Dans la wilaya d’Alger, le reloge ment se fait la nuit. Parfois, comme cela a été le cas vendredi dernier, au petit matin. C’est une grande première pour la wilaya d’Alger, une des plus grandes circonscriptions administratives du pays, la plus riche et celle qui draine le plus d’aide publique au logement.
Une opération de rénovation du vieux bâti à Alger-Centre, qui profite en fait aux propriétaires des appartements de la rue Larbi Ben M’hidi, la Grande Poste notamment, a été financée à hauteur de 5 milliards de dinars par le ministère de l’Habitat. Tout se passait pourtant normalement, en ce qui concerne le programme de relogement des familles des bidonvilles et des vieilles bâtisses menaçant ruine, jusqu’au séisme du 1er août dernier qui a mis a nu les carences dans la distribution de logements aux familles nécessiteuses.

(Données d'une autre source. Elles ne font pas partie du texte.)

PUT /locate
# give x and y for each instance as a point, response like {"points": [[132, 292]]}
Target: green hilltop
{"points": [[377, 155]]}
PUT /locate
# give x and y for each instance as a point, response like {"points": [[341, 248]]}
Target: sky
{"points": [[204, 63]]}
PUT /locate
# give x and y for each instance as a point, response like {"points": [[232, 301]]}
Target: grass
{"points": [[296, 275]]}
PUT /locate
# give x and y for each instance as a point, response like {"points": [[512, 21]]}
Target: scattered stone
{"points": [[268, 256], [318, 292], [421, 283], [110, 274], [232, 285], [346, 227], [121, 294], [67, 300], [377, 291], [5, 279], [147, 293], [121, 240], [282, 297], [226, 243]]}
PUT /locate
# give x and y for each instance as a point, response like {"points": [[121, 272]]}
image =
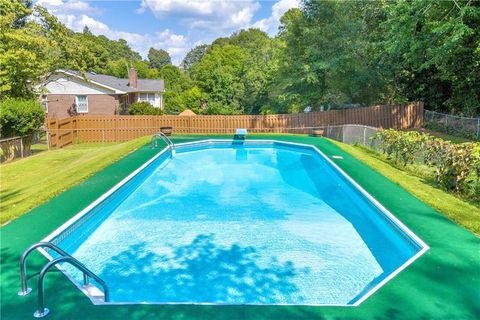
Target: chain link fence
{"points": [[21, 147], [455, 125]]}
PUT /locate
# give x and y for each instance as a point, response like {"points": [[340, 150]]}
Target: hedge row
{"points": [[457, 166]]}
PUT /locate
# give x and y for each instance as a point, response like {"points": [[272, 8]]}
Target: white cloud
{"points": [[218, 16], [59, 7], [73, 15], [204, 21], [271, 24]]}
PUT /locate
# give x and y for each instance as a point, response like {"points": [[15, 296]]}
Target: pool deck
{"points": [[444, 283]]}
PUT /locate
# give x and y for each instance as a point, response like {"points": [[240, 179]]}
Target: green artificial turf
{"points": [[442, 284]]}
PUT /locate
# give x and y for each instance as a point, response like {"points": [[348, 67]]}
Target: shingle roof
{"points": [[143, 85]]}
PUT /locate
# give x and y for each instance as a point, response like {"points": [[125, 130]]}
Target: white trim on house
{"points": [[91, 81], [82, 107], [65, 84], [154, 98]]}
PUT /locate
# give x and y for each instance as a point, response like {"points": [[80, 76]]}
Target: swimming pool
{"points": [[260, 222]]}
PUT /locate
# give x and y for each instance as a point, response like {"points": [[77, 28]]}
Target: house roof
{"points": [[120, 84]]}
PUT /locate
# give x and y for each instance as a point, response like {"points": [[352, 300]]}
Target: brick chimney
{"points": [[132, 78]]}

Dans le Grand Alger, autant dans le centre-ville que dans les communes de la wilaya, c’est la colère et le ras le bol contre une politique de relogement dénoncée par les «laissés pour compte» de cette opération. En moins de trois jours, deux grands sit-in ont été organisés à Alger pour dénoncer, selon les manifestants, cette «hogra» dans la distribution de logements.
Réunis devant le siège de la wilaya lundi, des manifestants originaires de la Casbah d’Alger et des habitants des chalets de Réghaïa et Heuraoua ont dénoncé les conditions d’octroi de logements appliquées par les commissions de la wilaya. Là, il y avait surtout des habitants de la Casbah dont les maisons menacent de s’écrouler sur leurs têtes, déjà classées «rouge» par les services techniques, qui se demandaient pourquoi ils ont été écartés de la liste des bénéficiaires de logements. Vendredi et mercredi derniers, plusieurs dizaines de familles de la Casbah ont été relogées à Ouled Mendil, en compagnie d’autres familles de Bab El Oued, Kouba, Rais Hamidou, Sidi M’hamed et Ain Benian, certaines relogées à la suite du séisme du vendredi 1er août.
Pour beaucoup de manifestants habitant la Casbah, la question qui se pose est de savoir comment ils ont été évincés de la liste des bénéficiaires, alors que les services techniques du CTC avaient classé leurs demeures «rouge», c’est à dire menaçant de s’effondrer à tout moment, et leurs occupants devant être relogés en urgence. Bref, une sourde colère suinte des ruelles de la Casbah d’Alger, d’où un doigt accusateur est dirigé vers la commission de wilaya qui a organisé les relogements.
La colère des habitants de plusieurs quartiers d’Alger qui s’estiment être les «oubliés» du relogement explose ainsi chaque jour depuis que les relogements se font de nuit, dans la discrétion, de peur d’émeutes populaires», selon un ancien de la Casbah. Mercredi dernier, à Diar Echems, dans la commune d’El Madania, des dizaines d’habitants sont sortis dans la rue qu’ils ont bloquée pour protester contre leur éviction de la liste des bénéficiaires de logements.
A l’aide de barres de fer, de pneus et de pierres, les manifestants de Diar Echems, un quartier difficile, ont tenu à exprimer leur ras le bol. «Le quartier Diar Echams demande le relogement», «Nous en avons assez des fausses promesses», sont les revendications des habitants de cette cité construite dans les années 50 dans le cadre du Plan de Constantine. «Les autorités locales nous avaient promis de nous reloger. A ce jour, nous n’avons rien vu venir alors que les logements sont distribués par centaines dans plusieurs bidonvilles.
La patience a des limites. Nous avons bloqué la route pour exiger une échéance à notre relogement», explique un des habitants en colère contre, en particulier, le relogement «des occupants des bidonvilles au détriment de ceux qui attendent depuis des dizaines d’années d’être relogés». En outre, beaucoup d’habitants d’immeubles vétustes d’Alger s’estiment «exclus», à l’instar de ceux de Diar Echems ou de la Casbah, de Bab El Oued, de la prise en charge des conséquences du séisme qui avait ébranlé le centre d’Alger vendredi 1er août.
Pour rappel, plus de 1.000 familles de Diar Echems ont été relogées en 2010, dans le cadre de la lutte contre l’habitat précaire dans la capitale, après de violentes manifestations. Depuis le 21 juin dernier, la wilaya d’Alger a relogé quelque 5.300 familles dans le cadre de la distribution progressive de 25.000 logements sociaux locatifs aux habitants des sites précaires. La wilaya d’Alger dispose d’un programme global de 84.000 logements destinés à la lutte contre l’habitat précaire, dont 25.000 unités sont en cours de distribution et 11.000 logements seront réceptionnés avant la fin 2014.